Pembangunan Sosial di Era Presiden Prabowo, Efisiensi Anggaran Menjadi Penghalang

H Lalu Tjuck Sudarmadi

GEMARI.ID-JAKARTA. Pemerintahan Presiden Prabowo Subianto datang dengan tekad disiplin fiskal. Dengan beban APBN yang semakin berat akibat proyek infrastruktur besar, subsidi energi, dan komitmen pembangunan jangka panjang, efisiensi anggaran dipandang sebagai keniscayaan. Namun, kebijakan efisiensi yang diterapkan seragam di semua sektor menimbulkan paradoks. Sektor pembangunan sosial—fondasi kesejahteraan rakyat—justru paling terdampak. Program kependudukan, penurunan stunting, penguatan UMKM dan koperasi, hingga pemberdayaan masyarakat desa kini banyak yang terhambat, bahkan mati suri di sejumlah daerah.

Padahal, pembangunan sosial tidak bisa disamakan dengan pembangunan fisik. Jalan tol bisa dihitung panjangnya, tetapi keberdayaan masyarakat tidak bisa diukur dengan meteran. Ia butuh keberlanjutan, pendampingan, dan partisipasi. James Midgley (1995) menegaskan, pembangunan sosial adalah integrasi pembangunan ekonomi dan sosial yang saling menopang. Tanpa fondasi sosial yang kokoh, pembangunan ekonomi akan rapuh.

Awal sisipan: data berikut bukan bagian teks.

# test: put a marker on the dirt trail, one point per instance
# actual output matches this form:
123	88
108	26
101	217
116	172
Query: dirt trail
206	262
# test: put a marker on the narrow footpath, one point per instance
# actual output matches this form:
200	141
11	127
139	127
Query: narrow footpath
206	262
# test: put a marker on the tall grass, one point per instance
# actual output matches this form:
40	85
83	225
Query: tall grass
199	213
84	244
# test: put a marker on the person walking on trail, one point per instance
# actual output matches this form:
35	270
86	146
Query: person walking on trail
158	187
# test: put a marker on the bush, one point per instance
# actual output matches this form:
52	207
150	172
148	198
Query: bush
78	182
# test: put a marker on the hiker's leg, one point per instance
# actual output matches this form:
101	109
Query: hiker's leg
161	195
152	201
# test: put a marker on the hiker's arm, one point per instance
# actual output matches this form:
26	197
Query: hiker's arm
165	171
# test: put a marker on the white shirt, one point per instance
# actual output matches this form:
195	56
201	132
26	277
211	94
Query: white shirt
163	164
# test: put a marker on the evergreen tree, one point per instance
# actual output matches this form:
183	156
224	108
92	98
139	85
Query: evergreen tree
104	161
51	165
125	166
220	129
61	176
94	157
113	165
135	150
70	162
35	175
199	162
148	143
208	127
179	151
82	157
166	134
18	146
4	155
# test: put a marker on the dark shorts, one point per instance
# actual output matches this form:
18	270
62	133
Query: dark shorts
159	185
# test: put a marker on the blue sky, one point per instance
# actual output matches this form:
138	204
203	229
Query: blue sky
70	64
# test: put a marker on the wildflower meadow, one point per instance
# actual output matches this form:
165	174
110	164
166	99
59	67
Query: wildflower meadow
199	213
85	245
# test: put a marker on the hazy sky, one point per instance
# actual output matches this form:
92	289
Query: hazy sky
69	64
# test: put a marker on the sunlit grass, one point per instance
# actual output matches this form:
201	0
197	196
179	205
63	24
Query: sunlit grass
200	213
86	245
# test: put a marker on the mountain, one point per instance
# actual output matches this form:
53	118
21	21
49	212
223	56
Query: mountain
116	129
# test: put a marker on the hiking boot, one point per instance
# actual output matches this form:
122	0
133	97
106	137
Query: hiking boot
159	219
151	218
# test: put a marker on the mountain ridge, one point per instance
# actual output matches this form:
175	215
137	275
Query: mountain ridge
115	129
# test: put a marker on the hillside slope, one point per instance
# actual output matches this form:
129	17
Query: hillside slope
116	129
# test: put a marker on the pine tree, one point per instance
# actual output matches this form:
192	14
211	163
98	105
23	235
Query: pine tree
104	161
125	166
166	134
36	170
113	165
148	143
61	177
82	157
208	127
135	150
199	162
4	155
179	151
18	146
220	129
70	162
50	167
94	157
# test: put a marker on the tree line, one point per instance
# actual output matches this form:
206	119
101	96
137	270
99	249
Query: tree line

Teori Pembangunan Sosial dan Pemberdayaan

Amartya Sen (1999) melalui capability approach menegaskan bahwa pembangunan bukan sekadar pertumbuhan GDP, melainkan peningkatan kemampuan manusia menjalani hidup yang ia nilai berharga. Jika anggaran sosial dipangkas, maka kemampuan dasar rakyat—pendidikan, kesehatan, gizi—yang dikorbankan.Julian Rappaport (1984) dan Marc Zimmerman (2000) menekankan empowerment sebagai inti pembangunan sosial. Masyarakat harus diberi ruang berpartisipasi, membangun  , dan mengontrol kehidupannya. Ketika anggaran pertemuan kader, posyandu, dan kelompok tani dipangkas, maka ruang pemberdayaan masyarakat ikut terkikis.

Data Empiris: Potret Pembangunan Sosial

1.Stunting: SSGI 2023 mencatat prevalensi stunting 21,5%. Target WHO 14% pada 2024 hampir mustahil tercapai jika penyuluhan gizi dan kader posyandu kekurangan dukungan.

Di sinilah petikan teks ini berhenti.